Manuelli, ricevuto dalla commissione regionale per le politiche abitative, ha esposto sommariamente la situazione economica dell’ente agli esponenti politici regionali. Ribadendo che circa la metà degli inquilini non risulta in linea coi pagamenti, ha parlato di un piano triennale di rientro, avviato nel 2020 dall’Ater e che si sta ora portando avanti. In base a questo piano, a oggi l’azienda avrebbe già recuperato circa 5,5 milioni di euro, mentre altri 15 sono stati rateizzati.

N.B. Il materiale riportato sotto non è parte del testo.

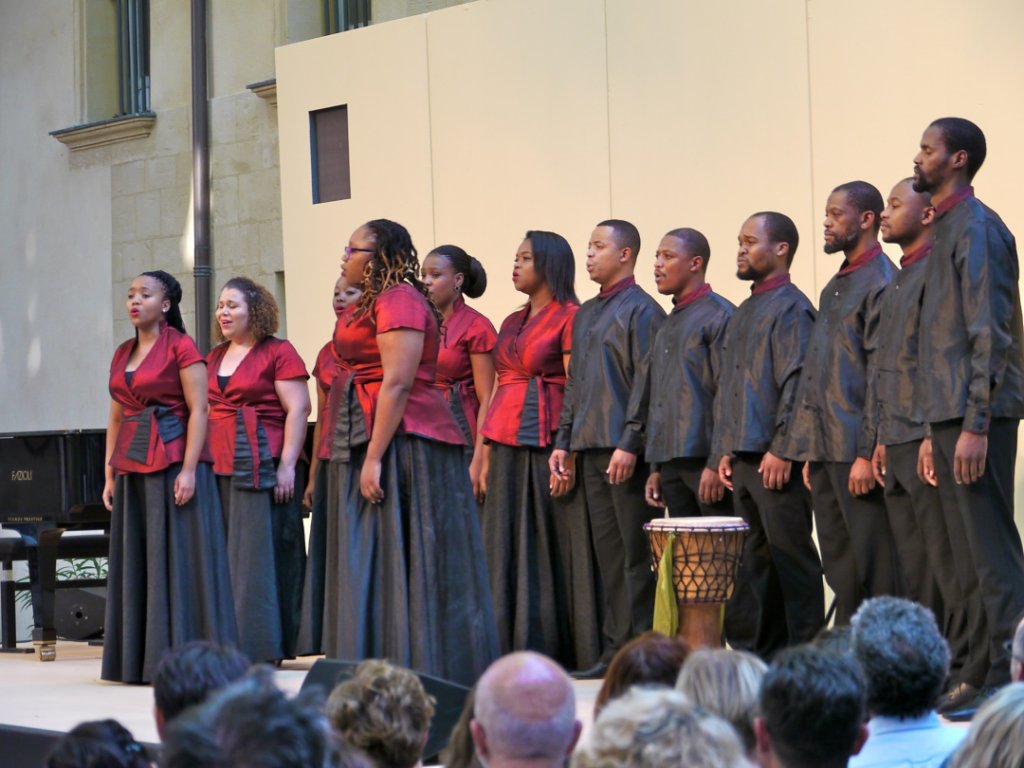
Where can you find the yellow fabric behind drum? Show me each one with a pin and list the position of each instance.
(666, 604)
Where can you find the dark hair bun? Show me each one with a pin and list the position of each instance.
(475, 280)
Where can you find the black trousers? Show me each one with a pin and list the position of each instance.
(925, 553)
(857, 549)
(985, 512)
(616, 517)
(778, 598)
(680, 485)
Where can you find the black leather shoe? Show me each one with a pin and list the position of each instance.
(956, 697)
(596, 672)
(971, 708)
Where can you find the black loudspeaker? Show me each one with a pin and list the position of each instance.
(79, 612)
(450, 698)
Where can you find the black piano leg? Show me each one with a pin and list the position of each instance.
(8, 641)
(44, 636)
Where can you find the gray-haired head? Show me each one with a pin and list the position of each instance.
(524, 712)
(904, 656)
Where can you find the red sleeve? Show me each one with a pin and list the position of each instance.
(287, 363)
(401, 306)
(185, 351)
(480, 337)
(567, 329)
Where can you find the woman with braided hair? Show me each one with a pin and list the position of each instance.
(406, 578)
(259, 404)
(167, 581)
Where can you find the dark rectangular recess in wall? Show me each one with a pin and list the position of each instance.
(329, 152)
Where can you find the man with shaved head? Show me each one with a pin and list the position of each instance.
(524, 713)
(830, 430)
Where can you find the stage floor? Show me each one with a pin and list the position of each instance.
(57, 695)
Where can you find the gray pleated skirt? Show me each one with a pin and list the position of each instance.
(167, 573)
(406, 579)
(266, 555)
(544, 576)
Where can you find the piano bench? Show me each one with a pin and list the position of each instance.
(13, 548)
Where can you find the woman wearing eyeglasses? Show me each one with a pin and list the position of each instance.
(406, 578)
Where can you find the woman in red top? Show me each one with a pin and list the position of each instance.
(258, 409)
(406, 578)
(167, 580)
(543, 574)
(328, 366)
(465, 368)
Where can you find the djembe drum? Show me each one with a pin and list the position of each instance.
(706, 555)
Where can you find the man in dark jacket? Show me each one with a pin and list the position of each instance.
(832, 428)
(602, 421)
(970, 387)
(922, 538)
(778, 597)
(685, 363)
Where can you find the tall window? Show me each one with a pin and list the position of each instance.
(115, 58)
(133, 55)
(340, 15)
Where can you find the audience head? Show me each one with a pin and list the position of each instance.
(996, 735)
(524, 713)
(650, 658)
(188, 674)
(658, 728)
(611, 253)
(252, 723)
(99, 743)
(768, 242)
(172, 295)
(812, 710)
(903, 655)
(852, 216)
(545, 259)
(725, 683)
(460, 751)
(449, 271)
(907, 215)
(384, 712)
(245, 309)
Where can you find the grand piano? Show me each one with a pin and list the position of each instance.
(50, 482)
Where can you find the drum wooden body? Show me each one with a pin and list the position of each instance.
(706, 557)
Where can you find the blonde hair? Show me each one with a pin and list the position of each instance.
(726, 683)
(996, 735)
(658, 728)
(384, 712)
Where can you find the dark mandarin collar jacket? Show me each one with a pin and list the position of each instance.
(761, 361)
(970, 352)
(685, 364)
(896, 356)
(605, 403)
(833, 421)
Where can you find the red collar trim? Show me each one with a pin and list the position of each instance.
(607, 293)
(852, 266)
(688, 298)
(771, 284)
(949, 203)
(914, 256)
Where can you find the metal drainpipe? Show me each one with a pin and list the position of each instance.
(203, 269)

Parliamo, quindi, di un totale di 20 milioni di euro, su cui sarebbero già state effettuate le dovute verifiche documentali e che, pertanto, risulterebbe effettivamente incassabile. Va da sé che, se la matematica non è un’opinione, a fronte di un monte complessivo di richieste da parte di Ater che supera il miliardo, per la maggior parte dei supposti crediti, la situazione è, a oggi, ancora tutta da chiarire.
“In alcuni casi bisognerebbe ridurre sensibilmente il debito e permettere un rientro ragionevole all’inquilino – ha poi aggiunto, a commento, Maselli – C’è infine da dire che i canoni sono rappresentati per due terzi da oneri accessori per servizi che l’Ater non garantisce, come la manutenzione, il taglio dell’erba, la pulizia”.
La situazione è, pertanto, ancora poco chiara, con i destinatari delle lettere che restano sul piede di guerra, in un clima potenzialmente esplosivo, visto l’elevato numero di soggetti coinvolti. Fra questi anche numerosi soggetti socialmente deboli, come è ovvio che sia, dato che stiamo parlando di case popolari.
Staremo a vedere, nei prossimi mesi, se si giungerà a un pacifico e definitivo chiarimento e quali decisioni verranno prese dall’Ater e dagli altri soggetti coinvolti.